Here, x is an array with length 200 and params are pymc random variables and sample is an array with length 4, so that I can loop over all four samples.

This implementation runs fine, but is quite slow: When I run the same code, but skip everything in # Function 1 , a chain of 100 samples takes about 1 sec., whereas, if I include Function 1, it took about 10 min. and all the CPUs are maxed out.
This reminded me of a post from @aseyboldt from a while ago.
I have therefore started using os.environ['OMP_NUM_THREADS'] = '1' as suggested here.

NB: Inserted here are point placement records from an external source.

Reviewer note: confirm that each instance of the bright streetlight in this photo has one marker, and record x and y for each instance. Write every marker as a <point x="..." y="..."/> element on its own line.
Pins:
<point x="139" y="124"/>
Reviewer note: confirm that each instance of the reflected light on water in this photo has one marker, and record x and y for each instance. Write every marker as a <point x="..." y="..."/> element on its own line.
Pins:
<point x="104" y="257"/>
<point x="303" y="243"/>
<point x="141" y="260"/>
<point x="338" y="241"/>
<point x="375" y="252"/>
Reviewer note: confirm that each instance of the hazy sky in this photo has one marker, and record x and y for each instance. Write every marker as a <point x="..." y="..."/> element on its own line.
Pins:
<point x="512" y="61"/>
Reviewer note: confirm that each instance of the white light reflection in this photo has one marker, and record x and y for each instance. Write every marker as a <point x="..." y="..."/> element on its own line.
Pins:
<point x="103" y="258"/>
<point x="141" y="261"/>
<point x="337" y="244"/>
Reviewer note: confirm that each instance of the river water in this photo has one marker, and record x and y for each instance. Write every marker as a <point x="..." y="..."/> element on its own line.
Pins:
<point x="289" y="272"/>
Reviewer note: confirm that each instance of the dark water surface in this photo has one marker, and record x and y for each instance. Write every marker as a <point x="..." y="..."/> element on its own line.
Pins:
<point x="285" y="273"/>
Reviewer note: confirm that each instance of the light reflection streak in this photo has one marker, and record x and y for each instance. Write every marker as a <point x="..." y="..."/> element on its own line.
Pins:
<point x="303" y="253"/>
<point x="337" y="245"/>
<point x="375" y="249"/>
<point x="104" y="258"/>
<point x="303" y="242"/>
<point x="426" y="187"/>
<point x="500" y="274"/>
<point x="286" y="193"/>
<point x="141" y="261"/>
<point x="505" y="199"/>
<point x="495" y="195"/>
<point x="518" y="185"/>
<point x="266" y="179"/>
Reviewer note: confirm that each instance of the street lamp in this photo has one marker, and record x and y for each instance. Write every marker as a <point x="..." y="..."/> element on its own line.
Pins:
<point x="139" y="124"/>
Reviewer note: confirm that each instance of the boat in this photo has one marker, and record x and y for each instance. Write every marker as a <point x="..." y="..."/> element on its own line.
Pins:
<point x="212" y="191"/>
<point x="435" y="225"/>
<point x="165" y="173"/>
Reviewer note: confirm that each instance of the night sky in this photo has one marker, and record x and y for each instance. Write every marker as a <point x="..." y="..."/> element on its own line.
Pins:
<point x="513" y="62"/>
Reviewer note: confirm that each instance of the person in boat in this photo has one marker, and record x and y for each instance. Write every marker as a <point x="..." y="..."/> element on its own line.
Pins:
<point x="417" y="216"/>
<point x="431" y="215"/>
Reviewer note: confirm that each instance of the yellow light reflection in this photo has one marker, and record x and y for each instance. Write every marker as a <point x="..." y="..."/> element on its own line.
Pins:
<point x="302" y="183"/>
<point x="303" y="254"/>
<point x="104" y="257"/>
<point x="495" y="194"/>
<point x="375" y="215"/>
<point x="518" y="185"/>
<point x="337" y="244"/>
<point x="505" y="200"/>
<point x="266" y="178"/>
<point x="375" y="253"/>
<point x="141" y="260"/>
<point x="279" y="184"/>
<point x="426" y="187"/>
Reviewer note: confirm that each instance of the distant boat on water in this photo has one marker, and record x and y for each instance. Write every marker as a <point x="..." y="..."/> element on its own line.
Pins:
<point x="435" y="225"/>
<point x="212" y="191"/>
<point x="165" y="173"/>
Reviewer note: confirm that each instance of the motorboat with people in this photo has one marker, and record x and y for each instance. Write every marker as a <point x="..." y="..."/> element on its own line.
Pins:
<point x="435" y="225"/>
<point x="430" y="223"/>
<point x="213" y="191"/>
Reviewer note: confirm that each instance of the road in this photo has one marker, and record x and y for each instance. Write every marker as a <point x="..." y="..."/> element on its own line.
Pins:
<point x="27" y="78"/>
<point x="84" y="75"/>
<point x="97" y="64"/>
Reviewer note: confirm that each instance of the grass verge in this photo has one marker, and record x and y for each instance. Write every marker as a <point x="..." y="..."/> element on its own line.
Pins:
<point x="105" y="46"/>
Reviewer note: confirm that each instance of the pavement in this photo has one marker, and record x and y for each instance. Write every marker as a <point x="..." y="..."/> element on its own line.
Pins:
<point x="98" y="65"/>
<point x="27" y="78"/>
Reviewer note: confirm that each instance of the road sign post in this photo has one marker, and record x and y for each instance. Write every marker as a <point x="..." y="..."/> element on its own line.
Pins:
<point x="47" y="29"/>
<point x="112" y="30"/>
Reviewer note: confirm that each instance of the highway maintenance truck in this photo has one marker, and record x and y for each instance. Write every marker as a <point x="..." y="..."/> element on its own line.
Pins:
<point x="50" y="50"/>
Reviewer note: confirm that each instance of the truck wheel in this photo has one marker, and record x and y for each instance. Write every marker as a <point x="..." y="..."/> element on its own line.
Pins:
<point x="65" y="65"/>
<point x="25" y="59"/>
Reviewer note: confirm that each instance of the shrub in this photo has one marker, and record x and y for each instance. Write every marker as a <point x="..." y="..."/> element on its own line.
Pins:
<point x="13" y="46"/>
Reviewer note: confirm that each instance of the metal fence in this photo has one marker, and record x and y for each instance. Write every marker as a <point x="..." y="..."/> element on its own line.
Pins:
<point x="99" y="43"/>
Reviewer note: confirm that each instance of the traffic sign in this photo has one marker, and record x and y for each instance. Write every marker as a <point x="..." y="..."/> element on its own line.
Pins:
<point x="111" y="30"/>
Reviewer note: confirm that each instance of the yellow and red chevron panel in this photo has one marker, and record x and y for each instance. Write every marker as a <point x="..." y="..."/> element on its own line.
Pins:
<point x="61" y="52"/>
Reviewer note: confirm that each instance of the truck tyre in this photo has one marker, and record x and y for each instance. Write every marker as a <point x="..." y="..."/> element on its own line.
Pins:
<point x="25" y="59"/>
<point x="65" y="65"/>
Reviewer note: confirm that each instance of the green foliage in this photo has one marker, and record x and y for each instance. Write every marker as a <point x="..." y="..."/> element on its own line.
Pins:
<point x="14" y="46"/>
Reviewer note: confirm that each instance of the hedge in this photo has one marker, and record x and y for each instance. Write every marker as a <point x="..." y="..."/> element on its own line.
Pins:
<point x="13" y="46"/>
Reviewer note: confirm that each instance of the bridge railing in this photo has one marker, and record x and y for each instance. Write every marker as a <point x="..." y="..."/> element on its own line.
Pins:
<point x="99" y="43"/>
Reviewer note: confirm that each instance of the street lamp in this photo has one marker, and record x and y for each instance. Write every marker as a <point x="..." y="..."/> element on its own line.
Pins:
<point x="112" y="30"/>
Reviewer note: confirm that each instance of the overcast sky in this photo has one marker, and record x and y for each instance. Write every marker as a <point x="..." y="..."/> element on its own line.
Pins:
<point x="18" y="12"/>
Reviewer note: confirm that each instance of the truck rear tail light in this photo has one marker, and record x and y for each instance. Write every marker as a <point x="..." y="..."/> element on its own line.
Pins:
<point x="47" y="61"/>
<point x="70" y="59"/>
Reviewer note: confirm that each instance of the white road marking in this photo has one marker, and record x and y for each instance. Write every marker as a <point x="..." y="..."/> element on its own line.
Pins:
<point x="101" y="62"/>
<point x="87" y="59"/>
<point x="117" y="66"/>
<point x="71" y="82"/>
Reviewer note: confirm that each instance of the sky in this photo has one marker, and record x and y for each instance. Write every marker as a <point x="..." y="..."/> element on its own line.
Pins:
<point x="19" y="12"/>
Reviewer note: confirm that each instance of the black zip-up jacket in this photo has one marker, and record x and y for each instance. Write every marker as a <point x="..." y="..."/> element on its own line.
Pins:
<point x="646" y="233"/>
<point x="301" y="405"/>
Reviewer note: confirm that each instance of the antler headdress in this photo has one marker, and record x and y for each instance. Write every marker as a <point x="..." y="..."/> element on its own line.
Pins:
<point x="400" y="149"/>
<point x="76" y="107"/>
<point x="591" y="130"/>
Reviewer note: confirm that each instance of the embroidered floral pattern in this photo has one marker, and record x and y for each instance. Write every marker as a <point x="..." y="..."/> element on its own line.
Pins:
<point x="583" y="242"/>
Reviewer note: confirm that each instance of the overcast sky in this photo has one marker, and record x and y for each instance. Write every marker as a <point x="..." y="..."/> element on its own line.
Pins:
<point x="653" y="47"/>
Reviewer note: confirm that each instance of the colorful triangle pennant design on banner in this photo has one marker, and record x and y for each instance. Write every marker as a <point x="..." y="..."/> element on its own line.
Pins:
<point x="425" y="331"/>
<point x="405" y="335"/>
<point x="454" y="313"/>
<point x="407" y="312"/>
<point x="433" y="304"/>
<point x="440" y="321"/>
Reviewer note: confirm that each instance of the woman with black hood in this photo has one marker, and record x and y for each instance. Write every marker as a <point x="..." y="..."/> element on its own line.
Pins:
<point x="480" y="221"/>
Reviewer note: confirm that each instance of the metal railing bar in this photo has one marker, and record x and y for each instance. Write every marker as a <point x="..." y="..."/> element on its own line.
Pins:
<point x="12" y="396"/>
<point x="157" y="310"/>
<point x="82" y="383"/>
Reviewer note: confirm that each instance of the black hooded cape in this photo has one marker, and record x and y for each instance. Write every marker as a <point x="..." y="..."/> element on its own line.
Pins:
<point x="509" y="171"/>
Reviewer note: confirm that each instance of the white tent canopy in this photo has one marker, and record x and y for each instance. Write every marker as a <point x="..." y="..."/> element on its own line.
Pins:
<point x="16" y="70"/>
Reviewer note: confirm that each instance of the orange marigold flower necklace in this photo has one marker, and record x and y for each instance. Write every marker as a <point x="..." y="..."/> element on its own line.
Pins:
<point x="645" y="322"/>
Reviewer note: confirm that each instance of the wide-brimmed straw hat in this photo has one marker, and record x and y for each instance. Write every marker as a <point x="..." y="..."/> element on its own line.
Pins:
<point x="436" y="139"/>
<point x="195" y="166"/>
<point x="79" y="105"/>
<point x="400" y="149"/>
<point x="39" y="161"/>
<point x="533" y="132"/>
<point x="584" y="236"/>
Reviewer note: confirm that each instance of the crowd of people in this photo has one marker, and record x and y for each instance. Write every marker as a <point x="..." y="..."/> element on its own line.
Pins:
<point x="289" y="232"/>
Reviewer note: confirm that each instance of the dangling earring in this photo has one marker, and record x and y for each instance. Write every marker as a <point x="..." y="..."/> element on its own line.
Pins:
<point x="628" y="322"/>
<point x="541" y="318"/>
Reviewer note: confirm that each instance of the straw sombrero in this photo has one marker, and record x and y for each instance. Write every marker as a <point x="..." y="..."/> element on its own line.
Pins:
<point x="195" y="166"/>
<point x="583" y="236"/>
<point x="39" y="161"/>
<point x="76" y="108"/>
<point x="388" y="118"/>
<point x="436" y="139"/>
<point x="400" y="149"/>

This brings it down to 2 min. run time for 100 samples, but still the single CPU that is used is maxed out (if I used ‘5’, then all 5 are maxed out). I feel like there may be something else wrong with this code or the way that pytensor parallelizes at.linalg.solve and at.dot.

Any help is highly appreciated!

What is function2? And how are you sampling?

Function 2 is solving the differential equation \frac{d x}{dt}=param[3]^2\cdot x.

At the moment I am using pm.Metropolis to sample.